Thriving in the Eclectic Adventure of Producing with Arlene McGann
“We Got Now” is a campaign by New Balance that takes us back to the roots of why we fell in love with playing basketball. One on one; pushing each other as friends and opponents to see what we can bring. The manifestation of this advertisement was a vastly different endeavor for producer Arlene McGann who juggled location scouts, the communication and requirements of the two celebrities featured in the ad, as well as a slew of other aspects. The sublime simplicity of what is seen in “We Got Now” belies the complexity of what truly was involved in creating it; and this is the reason Arlene was hired. Her reputation as the ultimate planner/fixer makes her the choice of many to produce jobs that might otherwise exceed their scheduling and budgetary boundaries. A very different tone and production style from “We Got Now” is evident in Ms. McGann’s work on Apple’s “The whole working-from-home thing” which focuses on the pandemic home-work scenario. This entire production was done remotely during the Covid lockdown. Though vastly different in style and subject matter, these two commercials testify to Arlene’s skill in “making it happen” whatever the scenario might demand. The only thing we can be sure of is change. When this happens, it’s best to have someone like Arlene McGann alongside you to help attain your goal.
“We Got Now” commercial features two immediately recognizable celebrities; Grammy-nominated musician Jack Harlow and Los Angeles Clippers player Kawhi Leonard. With personalities perhaps even larger than their physical stature, the two men are seen challenging each other on the court. The mood is friendly but also touts an unspoken prompt to “bring it.” New Balance presented this ad to spotlight, “those championing action to inspire others.” The New Balance name and shoes are present in this one-minute long ad but they’re not the focal point. The hundred-year-old footwear company has the presence of mind to understand that consumers, particularly those who are athletically active, are inspired by action rather than prestige aesthetics. Directed by Similar But Different (the duo of Dani Girdwood and Charlotte Fassler), whose music videos for artists like Katy Perry, Chainsmokers, and others have amassed nearly a quarter of a billion views, this commercial boasts an energy which implies humor without working overly hard to display it.
(embed video here-https://www.youtube.com/watch?v=AV94Jqrw4sE)
The first challenge of Arlene’s role on this project was discovering a location that fit the tone of this ad while appealing to all involved parties. While the initial idea was to use an NBA level indoor court, Ms. McGann remarks, “The location is a vital ingredient in this ad. I briefed a location manager to search for basketball courts. I asked him to look for indoor, high spec courts but also to keep it open to outdoor courts. I then went on a thorough scout of all the options with the director and production designer. We all decided it would be a great idea to shoot outside but with that comes the risk of weather.” The no-frills outdoor court in which the action of this ad takes place immediately evokes a sense of friendly competition that is accessible to the regular public. It is an emotional cornerstone of the commercial. A cumbersome journey for the crew (the court rests atop a high hill) and cast, the vista of mountains and blue sky is both Spartan and picturesque, reinforcing the concept that this game is conducted only for the players.
The very inverse of “We Got Now” is found in Apple’s “The whole working-from-home thing” which depicts the indoor daily lives of office workers who never interact in the same physical space.

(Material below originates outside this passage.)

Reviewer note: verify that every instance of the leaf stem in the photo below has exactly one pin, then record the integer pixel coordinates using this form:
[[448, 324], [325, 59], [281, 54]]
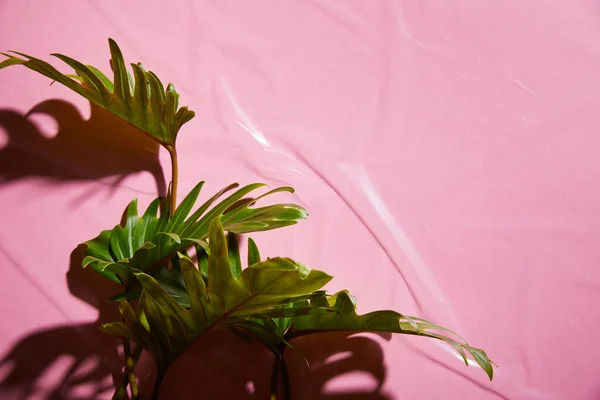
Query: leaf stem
[[174, 178]]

This ad ideally displays how the industry adjusted during the pandemic to still create. In the same way that so many of us utilized technology to continue working, professionals like Arlene also found new paths. She relates, “This flipped on its head every system we normally use in production. The whole commercial was made remotely with just the Director (Mark Molloy) and DP (Oscar winning cinematographer Greig Fraser) in the small spaces. They were supported by a small crew based in other locations and doing drop offs to maintain social distance. The AD and I ran the shoot on Zoom with the client giving their feedback through web conference.” Arlene adds, “One of the most challenging and complex parts of this process is that a lot of the filming was done on the Apple devices themselves. We had to design a workflow where we remotely controlled all of the Apple devices and taught all the cast to use them. We then had to work with the DP to make sure the picture we were getting on the devices was of the desired quality.” Clocking in at nearly ten minutes long, “The whole working-from-home thing” resembles a short film more than a commercial and is full of the wit and comedy so needed during this time in history. This type of production and length had never been achieved prior to this specific production, making “The whole working-from-home thing” something of an industry touchstone.